A pressão da equipe econômica do ex-presidente Bolsonaro por uma reforma mais rígida para os militares causou desconforto sobre a cúpulaFernando Frazao/Agência Brasil

Em 2017, o Brasil viu uma transformação significativa em suas relações de trabalho com a aprovação da Reforma Previdenciária pelo então presidente Michel Temer. Esta reforma modificou muitos aspectos do mercado de trabalho e mesmo seis anos depois, segue como alvo de debates acalorados e críticas contundentes por parte de alguns grupos. Algumas categorias profissionais conseguiram manter certos direitos intocados, e o debate voltou ao cenário político após a eleição de Luís Inácio Lula da Silva.

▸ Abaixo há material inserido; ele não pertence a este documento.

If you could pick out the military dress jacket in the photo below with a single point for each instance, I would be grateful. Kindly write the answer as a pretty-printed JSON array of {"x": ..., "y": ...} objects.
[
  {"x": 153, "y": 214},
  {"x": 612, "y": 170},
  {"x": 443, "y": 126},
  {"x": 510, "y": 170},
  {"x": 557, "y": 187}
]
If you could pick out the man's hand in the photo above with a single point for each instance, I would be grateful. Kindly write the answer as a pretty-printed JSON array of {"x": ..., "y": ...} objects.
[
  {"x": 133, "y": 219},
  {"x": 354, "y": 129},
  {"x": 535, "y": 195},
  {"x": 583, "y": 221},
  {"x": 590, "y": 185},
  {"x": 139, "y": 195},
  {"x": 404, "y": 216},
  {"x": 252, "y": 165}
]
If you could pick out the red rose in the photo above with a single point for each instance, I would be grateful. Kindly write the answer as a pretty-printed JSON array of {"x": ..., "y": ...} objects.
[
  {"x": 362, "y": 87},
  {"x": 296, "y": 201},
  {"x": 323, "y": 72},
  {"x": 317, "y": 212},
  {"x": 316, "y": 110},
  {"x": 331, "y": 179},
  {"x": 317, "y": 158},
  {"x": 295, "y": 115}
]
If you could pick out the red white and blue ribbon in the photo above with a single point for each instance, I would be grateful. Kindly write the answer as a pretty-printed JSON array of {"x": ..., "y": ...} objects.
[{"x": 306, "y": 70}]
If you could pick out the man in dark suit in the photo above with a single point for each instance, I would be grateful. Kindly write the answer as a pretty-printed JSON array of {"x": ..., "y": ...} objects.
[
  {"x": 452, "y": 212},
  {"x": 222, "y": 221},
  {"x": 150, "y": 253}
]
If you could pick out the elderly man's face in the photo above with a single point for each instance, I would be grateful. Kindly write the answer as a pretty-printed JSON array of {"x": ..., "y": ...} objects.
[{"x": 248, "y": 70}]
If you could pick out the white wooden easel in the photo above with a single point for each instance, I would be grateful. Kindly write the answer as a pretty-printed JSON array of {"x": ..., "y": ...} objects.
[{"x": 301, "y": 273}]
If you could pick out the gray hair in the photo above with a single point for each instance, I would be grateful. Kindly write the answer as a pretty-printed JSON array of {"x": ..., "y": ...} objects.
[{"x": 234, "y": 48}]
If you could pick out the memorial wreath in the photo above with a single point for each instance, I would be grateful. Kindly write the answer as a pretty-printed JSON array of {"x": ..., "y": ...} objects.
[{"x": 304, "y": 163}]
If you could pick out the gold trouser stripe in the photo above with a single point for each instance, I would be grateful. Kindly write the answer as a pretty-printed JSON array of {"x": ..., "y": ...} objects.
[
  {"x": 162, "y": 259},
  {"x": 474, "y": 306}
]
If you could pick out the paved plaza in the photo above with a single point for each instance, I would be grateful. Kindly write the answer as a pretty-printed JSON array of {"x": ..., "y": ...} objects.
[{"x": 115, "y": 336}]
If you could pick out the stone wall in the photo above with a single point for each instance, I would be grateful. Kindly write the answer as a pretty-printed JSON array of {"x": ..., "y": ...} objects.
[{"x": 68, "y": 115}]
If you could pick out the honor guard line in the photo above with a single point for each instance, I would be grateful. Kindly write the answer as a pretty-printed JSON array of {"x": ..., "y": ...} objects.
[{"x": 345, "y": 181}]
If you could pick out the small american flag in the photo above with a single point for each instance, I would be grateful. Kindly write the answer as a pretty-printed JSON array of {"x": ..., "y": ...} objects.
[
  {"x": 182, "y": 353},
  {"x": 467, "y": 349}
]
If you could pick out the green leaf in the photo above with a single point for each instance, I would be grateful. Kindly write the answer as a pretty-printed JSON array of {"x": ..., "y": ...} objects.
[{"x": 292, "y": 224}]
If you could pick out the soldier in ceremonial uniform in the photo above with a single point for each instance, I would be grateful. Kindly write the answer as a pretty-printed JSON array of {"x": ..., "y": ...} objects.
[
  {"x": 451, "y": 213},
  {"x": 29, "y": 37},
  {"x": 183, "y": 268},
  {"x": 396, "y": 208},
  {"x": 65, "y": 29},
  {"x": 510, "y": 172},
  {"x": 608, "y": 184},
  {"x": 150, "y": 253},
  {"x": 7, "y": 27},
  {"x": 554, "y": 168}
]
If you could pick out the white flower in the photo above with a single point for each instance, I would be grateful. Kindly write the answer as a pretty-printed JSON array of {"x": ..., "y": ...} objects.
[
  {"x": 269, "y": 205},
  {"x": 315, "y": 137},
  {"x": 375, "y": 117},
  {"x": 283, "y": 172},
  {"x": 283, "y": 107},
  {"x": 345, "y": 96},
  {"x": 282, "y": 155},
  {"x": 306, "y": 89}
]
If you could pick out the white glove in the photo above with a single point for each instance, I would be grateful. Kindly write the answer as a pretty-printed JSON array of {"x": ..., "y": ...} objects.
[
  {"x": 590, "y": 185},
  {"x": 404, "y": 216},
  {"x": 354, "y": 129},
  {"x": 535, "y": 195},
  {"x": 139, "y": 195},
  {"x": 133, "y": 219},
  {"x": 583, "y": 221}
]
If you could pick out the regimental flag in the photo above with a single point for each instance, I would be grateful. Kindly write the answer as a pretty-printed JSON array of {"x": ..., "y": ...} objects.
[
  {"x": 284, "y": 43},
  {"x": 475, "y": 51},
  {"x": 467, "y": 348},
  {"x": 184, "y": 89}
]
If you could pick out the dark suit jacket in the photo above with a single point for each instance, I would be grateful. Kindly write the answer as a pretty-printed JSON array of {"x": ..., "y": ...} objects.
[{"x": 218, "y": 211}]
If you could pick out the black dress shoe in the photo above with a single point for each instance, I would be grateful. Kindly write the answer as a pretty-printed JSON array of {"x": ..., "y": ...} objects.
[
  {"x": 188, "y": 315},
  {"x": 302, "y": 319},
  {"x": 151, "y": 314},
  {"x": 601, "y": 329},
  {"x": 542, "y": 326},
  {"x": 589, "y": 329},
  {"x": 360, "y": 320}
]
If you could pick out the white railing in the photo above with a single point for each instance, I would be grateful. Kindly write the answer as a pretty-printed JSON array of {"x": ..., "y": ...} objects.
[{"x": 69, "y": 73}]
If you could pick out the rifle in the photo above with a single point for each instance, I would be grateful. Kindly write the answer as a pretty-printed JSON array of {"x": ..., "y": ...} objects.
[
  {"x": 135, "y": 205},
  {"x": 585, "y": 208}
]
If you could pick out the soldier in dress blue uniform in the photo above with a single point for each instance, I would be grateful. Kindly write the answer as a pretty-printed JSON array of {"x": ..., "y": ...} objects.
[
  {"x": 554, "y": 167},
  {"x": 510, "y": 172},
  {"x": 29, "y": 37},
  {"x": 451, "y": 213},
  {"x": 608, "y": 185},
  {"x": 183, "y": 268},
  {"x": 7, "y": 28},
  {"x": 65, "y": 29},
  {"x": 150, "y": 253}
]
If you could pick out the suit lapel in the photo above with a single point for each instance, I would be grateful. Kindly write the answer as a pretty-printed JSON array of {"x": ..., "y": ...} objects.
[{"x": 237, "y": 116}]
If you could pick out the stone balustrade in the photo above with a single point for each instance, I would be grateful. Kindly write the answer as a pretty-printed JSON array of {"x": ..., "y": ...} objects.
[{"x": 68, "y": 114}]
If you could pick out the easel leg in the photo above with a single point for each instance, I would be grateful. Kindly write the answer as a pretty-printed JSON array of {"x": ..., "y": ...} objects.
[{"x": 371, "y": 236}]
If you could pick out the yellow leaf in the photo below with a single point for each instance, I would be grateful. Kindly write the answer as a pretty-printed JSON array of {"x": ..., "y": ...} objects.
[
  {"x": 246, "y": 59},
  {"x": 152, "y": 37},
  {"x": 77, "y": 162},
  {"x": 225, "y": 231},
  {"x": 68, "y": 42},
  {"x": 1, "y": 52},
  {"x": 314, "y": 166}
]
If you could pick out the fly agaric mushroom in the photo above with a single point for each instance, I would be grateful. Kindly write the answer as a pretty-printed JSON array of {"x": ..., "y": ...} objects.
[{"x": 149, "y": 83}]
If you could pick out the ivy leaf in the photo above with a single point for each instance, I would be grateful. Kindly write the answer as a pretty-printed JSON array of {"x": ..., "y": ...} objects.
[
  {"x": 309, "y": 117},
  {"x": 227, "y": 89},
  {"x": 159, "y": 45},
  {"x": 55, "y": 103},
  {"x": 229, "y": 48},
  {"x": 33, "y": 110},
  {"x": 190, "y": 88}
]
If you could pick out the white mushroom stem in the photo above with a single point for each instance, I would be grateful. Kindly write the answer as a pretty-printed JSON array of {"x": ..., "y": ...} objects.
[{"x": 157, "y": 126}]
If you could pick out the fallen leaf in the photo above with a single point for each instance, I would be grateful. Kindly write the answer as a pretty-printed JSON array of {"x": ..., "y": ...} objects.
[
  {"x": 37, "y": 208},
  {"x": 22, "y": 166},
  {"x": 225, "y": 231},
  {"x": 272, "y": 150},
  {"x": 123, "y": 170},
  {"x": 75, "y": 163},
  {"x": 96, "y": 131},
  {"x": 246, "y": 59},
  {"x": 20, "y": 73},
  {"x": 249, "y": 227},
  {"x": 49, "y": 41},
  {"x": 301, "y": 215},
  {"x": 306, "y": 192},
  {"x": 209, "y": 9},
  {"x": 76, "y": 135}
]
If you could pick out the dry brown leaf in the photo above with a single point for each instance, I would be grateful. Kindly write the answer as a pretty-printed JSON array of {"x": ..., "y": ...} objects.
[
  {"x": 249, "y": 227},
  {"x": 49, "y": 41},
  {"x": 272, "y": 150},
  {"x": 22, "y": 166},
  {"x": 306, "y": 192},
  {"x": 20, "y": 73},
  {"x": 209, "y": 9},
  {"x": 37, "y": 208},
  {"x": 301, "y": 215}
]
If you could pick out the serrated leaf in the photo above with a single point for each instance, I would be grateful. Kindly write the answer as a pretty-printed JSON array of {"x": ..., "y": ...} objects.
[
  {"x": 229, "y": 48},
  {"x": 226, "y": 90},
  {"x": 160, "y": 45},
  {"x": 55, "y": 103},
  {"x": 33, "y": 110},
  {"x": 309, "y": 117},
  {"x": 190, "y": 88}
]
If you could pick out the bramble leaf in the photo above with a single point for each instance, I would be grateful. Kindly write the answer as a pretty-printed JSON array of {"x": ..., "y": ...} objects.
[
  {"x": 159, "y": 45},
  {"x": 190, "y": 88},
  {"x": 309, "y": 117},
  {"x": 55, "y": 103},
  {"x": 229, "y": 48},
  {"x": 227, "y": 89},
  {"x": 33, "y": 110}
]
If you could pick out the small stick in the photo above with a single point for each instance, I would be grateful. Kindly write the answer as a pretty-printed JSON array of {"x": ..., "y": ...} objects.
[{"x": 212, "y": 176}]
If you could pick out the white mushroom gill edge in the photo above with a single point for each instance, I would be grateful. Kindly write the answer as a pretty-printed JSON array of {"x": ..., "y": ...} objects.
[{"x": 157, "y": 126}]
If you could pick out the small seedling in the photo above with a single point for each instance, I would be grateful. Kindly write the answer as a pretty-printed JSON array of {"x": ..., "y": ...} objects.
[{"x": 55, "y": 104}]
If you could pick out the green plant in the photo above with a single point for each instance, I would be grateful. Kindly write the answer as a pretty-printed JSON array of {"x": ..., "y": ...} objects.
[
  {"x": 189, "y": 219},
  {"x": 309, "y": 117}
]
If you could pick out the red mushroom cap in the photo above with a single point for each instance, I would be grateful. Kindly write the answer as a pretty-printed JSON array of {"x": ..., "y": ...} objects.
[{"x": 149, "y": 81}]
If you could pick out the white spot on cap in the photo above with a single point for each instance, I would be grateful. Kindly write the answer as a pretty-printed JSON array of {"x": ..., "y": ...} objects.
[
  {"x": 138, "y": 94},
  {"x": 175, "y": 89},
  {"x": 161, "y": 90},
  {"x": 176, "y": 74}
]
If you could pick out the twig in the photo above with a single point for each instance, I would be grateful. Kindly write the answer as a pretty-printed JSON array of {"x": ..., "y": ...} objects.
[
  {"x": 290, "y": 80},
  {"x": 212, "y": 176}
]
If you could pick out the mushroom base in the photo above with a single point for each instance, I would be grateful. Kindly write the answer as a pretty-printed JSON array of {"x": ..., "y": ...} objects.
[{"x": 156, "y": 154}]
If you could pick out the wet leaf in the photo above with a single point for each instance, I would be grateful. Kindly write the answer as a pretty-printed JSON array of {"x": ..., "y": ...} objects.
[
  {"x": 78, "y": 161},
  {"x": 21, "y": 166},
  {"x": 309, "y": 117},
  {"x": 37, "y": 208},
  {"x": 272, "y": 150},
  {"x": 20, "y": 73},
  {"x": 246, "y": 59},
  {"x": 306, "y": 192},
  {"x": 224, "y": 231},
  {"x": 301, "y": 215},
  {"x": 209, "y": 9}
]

Em reunião na Federação das Indústrias do Estado de São Paulo (Fiesp) realizada em fevereiro deste ano, o atual Ministro do Trabalho, Luiz Marinho, anunciou um grupo de trabalho para fazer alterações no legislação trabalhista.
A reforma, que foi aprovada por uma estreita margem no Congresso (296 a favor e 177 contra), visava simplificar as regulamentações trabalhistas, tornar o mercado mais flexível e estimular a criação de empregos. No entanto, muitos argumentam que os verdadeiros privilegiados - grandes empresas e grupos econômicos - continuam a se beneficiar enquanto os trabalhadores comuns enfrentam incertezas.
Um dos pontos mais controversos da reforma é a flexibilização das regras de contratação e demissão, que críticos veem como um benefício para empregadores em detrimento dos trabalhadores. Eles argumentam que isso pode levar a uma maior instabilidade no emprego e a salários mais baixos para os trabalhadores, enquanto as empresas podem facilmente contratar e demitir conforme sua conveniência.
De acordo com o economista Ricardo Maluf, mestre em Economia Empresarial, a reforma teria como objetivo principal "criar mais postos de trabalho através na desoneração do custo mão de obra". "Essa simplificação era importante para tirar alguns entraves que dificultavam pequenas e médias empresas de ampliarem as contratações. E, não podemos esquecer, que eles são os maiores geradores de empregos no país", disse.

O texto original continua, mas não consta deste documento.